Flexible lui-même, notre économiste joue d'une solution qu'il aime qualifier de flexible: ‘un système de congés payés par roulement’ qu'il nomme plaisamment ‘retraite à la carte’. Il propose d'utiliser les 25 milliards de florins que les Pays-Bas consacrent actuellement aux prestations sociales pour permettre à quelque 400 ou 500 mille travailleurs de quitter librement leur emploi ‘pour suivre une formation d'un an ou moins qui les rendrait plus offensifs’. Bref, selon Emmerij, le gouvernement, le mouvement syndical et les économistes agissent bien trop au nom de ‘traditions figées’. Pour Emmerij, la croissance économique n'entraîne pas par définition le sacrifice d'un nombre croissant d'emplois. Diminuer la durée du travail, voilà le remède prôné par Emmerij, puisque le plein emploi est un nonsens. Pourquoi ce cycle immuable: ‘formation, métier et (comme lot de consolation) retraite?’
Ce qui intrigue chez Emmerij, c'est qu'il ne puisse concevoir la problématique économique occidentale à part de celle du tiers monde. Ou plus exactement: ce tiers monde se répartit pour lui en trois groupes: les nouveaux pays industriels (entre autres le Brésil, qui n'ont pas besoin d'être stimulés par l'Ouest); les pays les plus misérables (entre autres le Mali) qu'il faut se contenter d'aider durablement; et enfin les pays-en-voie-de-développement-à-revenus-moyens (entre autres le Nigéria, l'Indonésie) sur lesquels porte l'essentiel de l'intérêt de l'Europe. Ce sont ces derniers pays que vise son plan Marshall. L'Occident peut financer cette aide en se consacrant essentiellement à une technologie avancée de pointe. Pour Emmerij, il ne convient pas de discuter à perte de vue sur les mérites respectifs de tel ou tel plan pour le tiers monde, il faut agir sur l'heure.

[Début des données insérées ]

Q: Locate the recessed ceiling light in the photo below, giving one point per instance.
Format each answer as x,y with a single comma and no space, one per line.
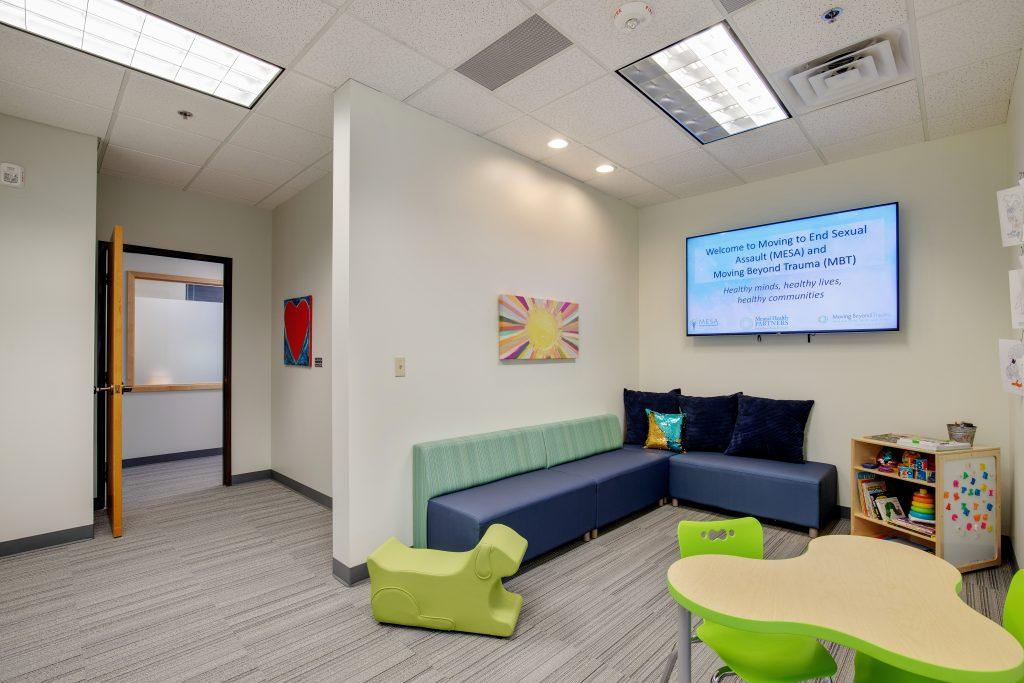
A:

Qui discute avec lui découvre l'idéalisme jusqu'au-boutiste d'Emmerij. Il ne se lasse jamais de proposer de nouvelles idées tout en restant bien conscient qu'en pratique les évolutions sont bien lentes en ce bas monde et que son semblable a tiré bien peu d'enseignements de l'histoire.
Quant à lui, l'avenir continue à l'intriguer. Dans une interview accordée à Hervormd Nederland le 12 janvier 1985, il régalait son interlocuteur d'une vision. Il s'imaginait, âgé de cent ans - ce qui nous amène en 2035 - écrivant une lettre à son petit-fils ‘qui venait d'être nommé ministre des Relations économiques internationales et de l'Aide au développement’. Cela lui permet de jeter un regard détaché et critique sur ses idées actuelles de 1985. De plus il entrevoit un monde divisé en une composante alpha et une composante béta. Le tiers monde a lui aussi atteint le niveau du monde alpha occidental, en empruntant le style de vie occidental. Un certain nombre de pays du tiers monde n'y est pas parvenu: on y travaille encore pour une misérable survie.